WASHINGTON — A month after a big blizzard socked the region, the Virginia Department of Transportation took compliments and complaints this week, as Fairfax County tries to make sure the next big snowstorm is handled better.
“Every snow event really does provide us an opportunity to improve,” VDOT Northern Virginia maintenance leader Branco Vlacich told the Board of Supervisors.
One-third of county residents who reached out to Chairman Sharon Bulova’s office following the storm complained plows took too long to reach their streets. One-fifth complained their neighborhoods were not plowed well enough, and others expressed concerns that driveways or sidewalks were blocked by snow piled by plows.
“Six years ago [during Snowmageddon], we didn’t have very much at all of social media, Facebook or Twitter,” Bulova says. “This time, about 20 percent of all of our correspondence came through social media.”
But Supervisor Kathy Smith says social media only fueled frustrations for people in neighborhoods that ended up being plowed last during the massive storm.
“People that had their neighborhoods done were happy because they were done over and over,” she said. “What I was hearing from was neighborhoods that were totally missed. I happen to live in one of those.”
The final streets got passable routes the Thursday following the Friday-Saturday storm.
VDOT aims to get neighborhood streets “passable” within 48 hours of a storm that has up to 6 inches of snow. In some parts of Fairfax and Loudoun counties, this storm dropped more than 30 inches.
A passable path could still be snow covered, but would at least be enough for emergency vehicles to use. It may only be eight to ten feet wide.
“We have 16,000 neighborhoods, and the challenge here is how do you get everything done quicker,” Vlacich says.

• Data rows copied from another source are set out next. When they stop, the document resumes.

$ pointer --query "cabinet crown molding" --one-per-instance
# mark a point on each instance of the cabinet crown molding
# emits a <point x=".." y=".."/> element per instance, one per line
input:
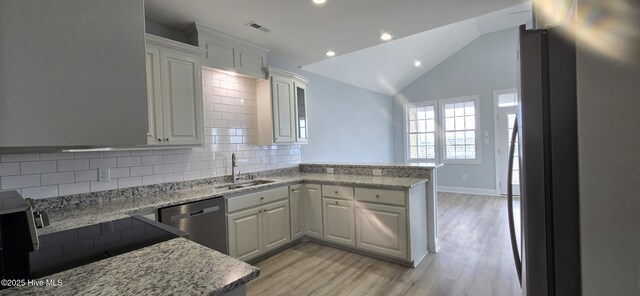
<point x="174" y="45"/>
<point x="197" y="27"/>
<point x="287" y="74"/>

The Board of Supervisors is also looking into better mobilizing volunteers to shovel sidewalks and bus stops.
VDOT says its drivers and contractors are trained to avoid pushing or dumping snow onto sidewalks, driveways or fire hydrants, but in some spots it can be unavoidable in a massive storm.
Even once sidewalks around Fairfax County Public Schools are clear, Assistant Superintendent Jeffrey Platenberg says schools need more to be able to open.
“We have over 800-some-odd individual trailers [at schools] … and we have to clear the pathways, and that’s pretty much manual labor,” he says.
Schools were closed for a week.
Several supervisors hope the county can offer some place for kids to go if there is another similar storm, so that parents who cannot afford to take that much time off work have an affordable option.
VDOT compares this storm not just to Snowmageddon in 2010, but also to the Blizzard of ’96.
The 2010 storm took about 10 days to have all roads clear, and the 1996 storm, when VDOT had less than a quarter of the number of contractors and employees on duty in Northern Virginia, took two weeks.
While Supervisor Pat Herrity says he heard more compliments for VDOT in this storm than any other, he says some luck helped.
“We had warm temperatures afterwards,” he says. “If we had had cold temperatures, we’d be in a whole different world of hurt.”
Although VDOT controls and maintains nearly all the roads in Fairfax County, the county is trying to address issues in urbanizing areas like the Mosaic District and Tysons.
Supervisor Linda Smyth is concerned about whether the right-sized equipment was available for the rare, massive amount of snow, and wants to make sure more options are available for people who are out walking as things begin to clear up.